Pernyataan tokoh nasional Amien Rais yang menyerukan penggantian teks azan dari hayya alas sholah menjadi hayya ala jihad patut menjadi perhatian bersama. Pertama, karena hal itu diserukan oleh tokoh yang cukup berpengaruh dan memiliki banyak pengikut. Kedua, karena ini berkaitan dengan stabilitas nasional yang berpotensi menimbulkan perang saudara.

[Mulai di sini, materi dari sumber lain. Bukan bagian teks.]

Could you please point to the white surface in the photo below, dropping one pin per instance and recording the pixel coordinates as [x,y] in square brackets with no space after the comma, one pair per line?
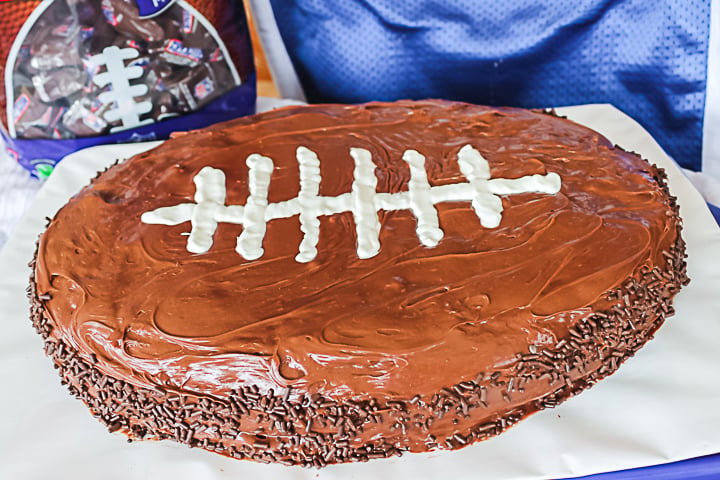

Karena itu, semua ini perlu diperjelas duduk perkaranya. Bisakah teks azan ”hayya alas sholah” diganti dengan ”hayya alal jihad?” Pertanyaan ini penting dijawab untuk mengetahui duduk perkara yang sesungguhnya. Yakni, benarkah apa yang diserukan Amien Rais itu merupakan sesuatu yang diajarkan oleh agama? Atau sebaliknya, tidak pernah diajarkan oleh agama dicontohkan oleh Rasulullah Saw.?
Pandangan Ulama Sunni
Persoalan apakah teks azan bisa ditambah, diganti, dan sejenisnya sebenarnya bukan lah hal yang sama sekali baru. Sejak dulu, hal itu sudah menjadi perdebatan dikalangan ulama sunni. Dan, mayoritas berpendapat bahwa lafal azan sudah baku. Karena itu, lafal azan tidak bisa dilakukan pengurangSunn
Menurut Anwar Kurniawan, ulama fiqih bersepakat bahwa lafal azan sudah terbakukan berdasarkan riwayat-riwayat hadits. Pengurangan terhadap lafal azan akan membuat rusak bangunan azan sehingga azan tidak sah. Sedangkan penambahan atas lafal azan seperti seruan jihad “Hayya alal jihād” merupakan bentuk bid’ah atau mengada-ada dalam beragama (Kurniawan, 2020).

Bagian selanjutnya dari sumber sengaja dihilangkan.